I did not mention my first maternity leave, from which I returned to find a curly-haired stranger sitting at my desk, his feet propped on a cardboard box with my client account list packed inside. I had to re-earn the contents of that box, starting that morning. I also didn’t mention the “moo” sounds that traders made when I headed to the nurse’s office with a breast pump, or the colleague who on a dare drank a shot of the breast milk I had stored in the office fridge. I thought of the guy known for dropping Band-Aids on women’s desks when the trading floor was cold because he didn’t “want to be distracted,” and the many times I had heard a women share an idea at a meeting, only to see later that same idea credited to a man.
But I didn’t bring up any of that. Women like me were “team players,” and I was often complimented on my thick skin. Like members of a dysfunctional family, we kept our secrets to ourselves.
Instead, I kept the conversation light. I shared a funny story about my first day on Wall Street, when I opened up a pizza box to find condoms instead of pepperoni slices. Unwrapped. I was “the new girl,” and the guys just wanted to see me blush. I did blush, and I lived.
“It’s not that bad anymore,” I said with a laugh.
She was horrified. “How could you stand that?”
“Stand what?” I thought to myself. I remembered one guy telling me that we should hire only “women who have brothers.” I asked if she had any brothers. The pizza incident was nothing compared with everything else she was about to experience. I truly thought we were offering her the job of a lifetime if only she could let the bad stuff slide.

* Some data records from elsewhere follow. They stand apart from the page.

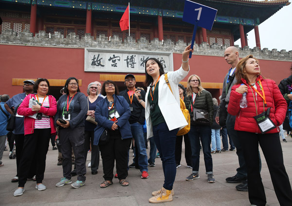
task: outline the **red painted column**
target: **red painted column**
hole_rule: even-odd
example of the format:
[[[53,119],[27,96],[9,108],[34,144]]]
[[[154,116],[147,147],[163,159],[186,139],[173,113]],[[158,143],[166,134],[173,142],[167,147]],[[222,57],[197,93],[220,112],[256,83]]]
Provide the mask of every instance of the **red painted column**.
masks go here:
[[[258,47],[260,50],[260,41],[259,40],[259,33],[258,32],[258,26],[255,27],[255,34],[256,35],[256,46]]]
[[[247,34],[244,35],[244,40],[245,40],[245,46],[248,46],[248,43],[247,42]]]
[[[202,34],[203,35],[203,42],[207,42],[207,30],[204,28],[202,27]]]
[[[86,33],[91,33],[91,10],[86,9],[86,27],[85,28]]]
[[[159,41],[163,39],[163,24],[162,16],[158,15],[158,39]]]
[[[244,35],[244,30],[243,30],[243,25],[239,24],[239,33],[240,33],[240,42],[241,43],[241,48],[243,48],[245,46],[245,37]]]
[[[31,19],[30,19],[30,32],[34,34],[36,34],[36,4],[32,4],[31,6]]]

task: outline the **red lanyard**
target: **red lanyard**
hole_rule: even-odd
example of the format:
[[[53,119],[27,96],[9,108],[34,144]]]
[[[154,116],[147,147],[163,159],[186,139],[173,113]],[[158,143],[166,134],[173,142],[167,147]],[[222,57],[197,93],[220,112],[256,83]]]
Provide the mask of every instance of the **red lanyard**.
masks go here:
[[[158,82],[158,80],[159,80],[159,79],[160,79],[160,76],[159,76],[159,77],[158,77],[158,79],[157,79],[157,80],[156,80],[156,83],[155,83],[155,86],[154,86],[154,89],[153,89],[153,96],[152,93],[151,92],[151,91],[152,91],[152,87],[151,87],[151,88],[150,89],[150,95],[151,96],[151,97],[152,99],[152,102],[153,101],[153,96],[154,96],[154,91],[155,90],[155,87],[156,87],[156,85],[157,84],[157,82]]]
[[[36,94],[36,99],[37,99],[37,102],[38,102],[38,103],[39,103],[39,100],[38,100],[38,97],[37,96],[37,95]],[[43,102],[41,103],[41,106],[42,106],[42,104],[44,103],[44,102],[45,101],[45,100],[46,99],[46,98],[47,98],[47,95],[45,96],[45,98],[43,100]]]
[[[74,95],[73,95],[73,96],[72,97],[72,99],[71,99],[71,100],[70,100],[70,102],[69,102],[69,105],[68,105],[68,102],[69,101],[69,95],[68,94],[68,96],[67,97],[67,112],[69,110],[69,108],[70,107],[70,104],[71,103],[71,101],[73,99],[73,98],[75,96],[75,94]]]
[[[266,105],[266,106],[267,106],[267,102],[266,101],[266,96],[265,95],[265,91],[264,91],[264,87],[263,87],[263,86],[261,84],[261,82],[260,81],[260,79],[258,80],[258,83],[259,84],[259,85],[260,85],[261,86],[261,89],[262,90],[262,92],[263,93],[263,95],[262,95],[258,91],[257,91],[257,89],[256,89],[256,88],[255,88],[254,87],[254,86],[252,86],[250,84],[250,86],[253,87],[254,88],[254,89],[255,89],[255,91],[256,91],[256,92],[258,94],[258,95],[259,96],[260,96],[260,97],[263,98],[263,100],[264,100],[264,102],[265,103],[265,105]]]
[[[110,110],[111,109],[112,109],[112,107],[113,107],[113,102],[112,103],[112,105],[111,105],[111,107],[109,107],[109,109]]]
[[[134,92],[135,91],[135,90],[133,91],[133,92],[132,92],[132,94],[131,94],[130,95],[130,91],[128,91],[128,95],[129,96],[129,99],[130,99],[130,102],[131,103],[131,104],[132,104],[132,101],[133,101],[133,97],[134,97],[134,95],[133,95],[134,94]],[[131,96],[132,96],[132,99],[131,99]]]

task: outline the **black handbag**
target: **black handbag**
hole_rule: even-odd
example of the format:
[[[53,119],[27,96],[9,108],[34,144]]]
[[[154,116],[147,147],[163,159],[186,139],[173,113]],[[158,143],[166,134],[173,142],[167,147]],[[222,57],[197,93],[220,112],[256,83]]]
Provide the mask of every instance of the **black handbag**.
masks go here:
[[[8,119],[7,121],[7,126],[6,126],[6,130],[9,132],[12,132],[15,128],[15,118],[16,118],[16,114],[17,114],[17,110],[20,105],[21,103],[17,106],[14,113]]]
[[[210,117],[209,113],[203,109],[193,108],[193,123],[195,125],[202,126],[210,126]]]
[[[98,141],[98,144],[100,145],[106,144],[109,142],[109,141],[110,136],[109,136],[109,131],[108,131],[108,129],[105,129],[100,136],[100,138],[99,138],[99,141]]]

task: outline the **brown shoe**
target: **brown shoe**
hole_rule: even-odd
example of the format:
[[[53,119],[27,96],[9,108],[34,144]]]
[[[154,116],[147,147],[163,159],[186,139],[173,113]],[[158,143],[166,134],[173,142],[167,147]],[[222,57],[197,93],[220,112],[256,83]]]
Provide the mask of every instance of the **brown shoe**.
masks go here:
[[[171,191],[168,190],[164,187],[161,189],[161,192],[149,199],[150,203],[160,203],[172,201]]]

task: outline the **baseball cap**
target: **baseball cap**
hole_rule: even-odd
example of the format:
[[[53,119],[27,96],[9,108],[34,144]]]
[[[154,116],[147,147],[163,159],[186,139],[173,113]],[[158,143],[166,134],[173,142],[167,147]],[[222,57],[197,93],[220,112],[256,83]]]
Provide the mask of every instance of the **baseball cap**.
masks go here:
[[[24,83],[25,82],[29,82],[30,83],[32,83],[34,85],[35,84],[35,82],[34,80],[32,80],[31,79],[27,79],[26,80],[24,80],[23,81],[23,83]]]

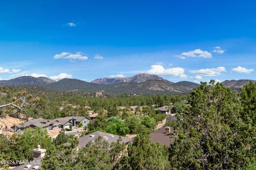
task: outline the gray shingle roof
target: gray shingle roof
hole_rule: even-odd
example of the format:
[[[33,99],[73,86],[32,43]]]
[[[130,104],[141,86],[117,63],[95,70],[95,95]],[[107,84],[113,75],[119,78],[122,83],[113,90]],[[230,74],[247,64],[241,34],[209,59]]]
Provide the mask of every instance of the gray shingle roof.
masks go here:
[[[160,107],[155,109],[155,110],[160,110],[162,112],[168,112],[169,111],[169,107],[167,106],[164,106]]]
[[[78,148],[85,147],[89,142],[94,142],[95,140],[99,138],[102,137],[103,139],[107,141],[109,144],[113,142],[117,142],[119,138],[121,138],[122,142],[127,143],[132,140],[133,139],[119,136],[116,134],[112,134],[108,133],[97,131],[82,137],[78,138]]]
[[[25,166],[28,166],[29,165],[30,165],[31,166],[30,166],[30,167],[29,167],[28,169],[25,169],[24,168],[25,167]],[[39,168],[39,169],[41,169],[41,167],[42,166],[42,163],[41,163],[41,160],[31,160],[31,161],[29,162],[29,163],[27,163],[27,164],[23,164],[23,165],[21,165],[19,166],[15,167],[14,168],[12,168],[12,169],[13,169],[13,170],[23,170],[23,169],[31,170],[31,169],[32,169],[32,168],[34,167],[35,167],[36,166],[39,166],[40,167]]]

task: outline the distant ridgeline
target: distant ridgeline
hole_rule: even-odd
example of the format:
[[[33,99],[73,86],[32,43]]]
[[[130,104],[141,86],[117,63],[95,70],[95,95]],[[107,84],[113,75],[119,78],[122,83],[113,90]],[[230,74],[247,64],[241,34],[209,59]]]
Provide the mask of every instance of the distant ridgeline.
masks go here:
[[[9,80],[1,80],[0,85],[32,85],[65,91],[103,91],[107,94],[138,95],[181,94],[187,93],[199,86],[188,81],[173,83],[156,75],[147,74],[139,74],[130,78],[98,79],[91,82],[67,78],[55,81],[45,77],[22,76]]]
[[[221,83],[233,90],[237,90],[250,81],[254,81],[233,80],[226,80]],[[137,95],[186,94],[199,86],[185,81],[174,83],[157,75],[147,74],[139,74],[127,78],[97,79],[91,82],[76,79],[66,78],[55,81],[46,77],[22,76],[9,80],[1,80],[0,85],[32,85],[64,91],[105,91],[107,94]]]

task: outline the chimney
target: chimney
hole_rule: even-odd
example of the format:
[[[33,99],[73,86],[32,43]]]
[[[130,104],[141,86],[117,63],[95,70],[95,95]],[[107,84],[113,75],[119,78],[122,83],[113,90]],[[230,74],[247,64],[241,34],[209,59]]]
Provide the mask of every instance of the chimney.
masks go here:
[[[171,133],[171,128],[169,126],[165,127],[165,133]]]
[[[41,159],[44,157],[46,149],[41,149],[40,145],[37,146],[37,148],[33,149],[34,160]]]

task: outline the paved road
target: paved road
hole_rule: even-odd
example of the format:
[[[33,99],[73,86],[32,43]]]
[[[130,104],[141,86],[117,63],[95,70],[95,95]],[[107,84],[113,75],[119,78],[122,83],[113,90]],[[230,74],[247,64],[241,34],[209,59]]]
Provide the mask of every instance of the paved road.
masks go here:
[[[77,135],[78,134],[82,133],[83,132],[66,132],[65,134],[67,135],[70,135],[70,134],[74,134],[74,135]]]
[[[175,115],[173,115],[173,116],[170,116],[170,117],[168,117],[166,118],[166,120],[165,121],[165,123],[168,123],[170,121],[171,121],[171,120],[177,120],[177,118],[176,118],[176,117],[175,116]],[[157,129],[156,129],[155,131],[154,131],[154,132],[163,132],[165,130],[165,126],[164,125],[163,126],[163,127],[161,127],[160,128],[158,128]]]

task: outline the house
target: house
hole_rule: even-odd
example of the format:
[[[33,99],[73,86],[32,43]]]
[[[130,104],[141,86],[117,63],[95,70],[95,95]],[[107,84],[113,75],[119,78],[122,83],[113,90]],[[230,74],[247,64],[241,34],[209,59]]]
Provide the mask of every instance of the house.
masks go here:
[[[117,109],[119,109],[119,110],[124,110],[126,108],[126,107],[125,106],[118,106],[117,107]]]
[[[92,120],[92,121],[93,121],[96,118],[96,117],[98,116],[98,113],[94,113],[94,114],[92,114],[91,115],[90,115],[90,118]]]
[[[165,114],[166,115],[171,115],[171,109],[169,108],[169,106],[164,106],[156,108],[155,109],[156,112],[160,112],[162,114]]]
[[[152,132],[150,133],[150,141],[152,143],[159,143],[160,144],[169,147],[175,138],[171,136],[174,132],[173,129],[171,127],[165,126],[159,129],[157,131]]]
[[[23,161],[21,163],[23,164],[12,168],[13,170],[34,170],[41,169],[41,160],[44,157],[45,152],[46,150],[44,149],[41,149],[40,145],[37,146],[37,148],[33,149],[34,159],[33,160]]]
[[[78,148],[85,147],[89,142],[94,142],[95,140],[99,137],[101,137],[103,140],[107,141],[109,144],[111,144],[112,142],[116,142],[119,138],[121,138],[121,142],[125,144],[128,144],[133,140],[133,139],[131,138],[106,132],[96,131],[78,138]]]
[[[129,107],[132,109],[132,111],[134,111],[136,110],[136,108],[138,107],[138,106],[129,106]]]
[[[78,124],[82,123],[83,126],[84,127],[87,126],[89,122],[89,119],[85,117],[82,116],[69,116],[58,118],[54,120],[36,118],[26,121],[24,122],[23,125],[15,125],[12,126],[11,128],[15,131],[22,130],[27,128],[35,128],[36,127],[42,128],[47,130],[53,130],[60,128],[65,130],[66,128],[69,129],[70,124],[72,125],[72,126],[76,127]]]

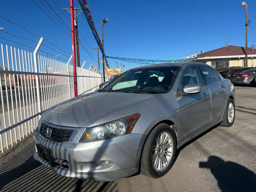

At that time, women on Wall Street were earning 55 to 62 cents to every dollar a man in the same position earned. Afterward, Bear Stearns imploded in the mortgage market, and while I stayed close to the markets and the people who worked for them, I left. Children gave me perspective about the price of money. The women labeled stellar successes were giving up more than I was willing to part with. With the benefit of some perspective, I began to think more deeply about what I and my female colleagues had experienced.”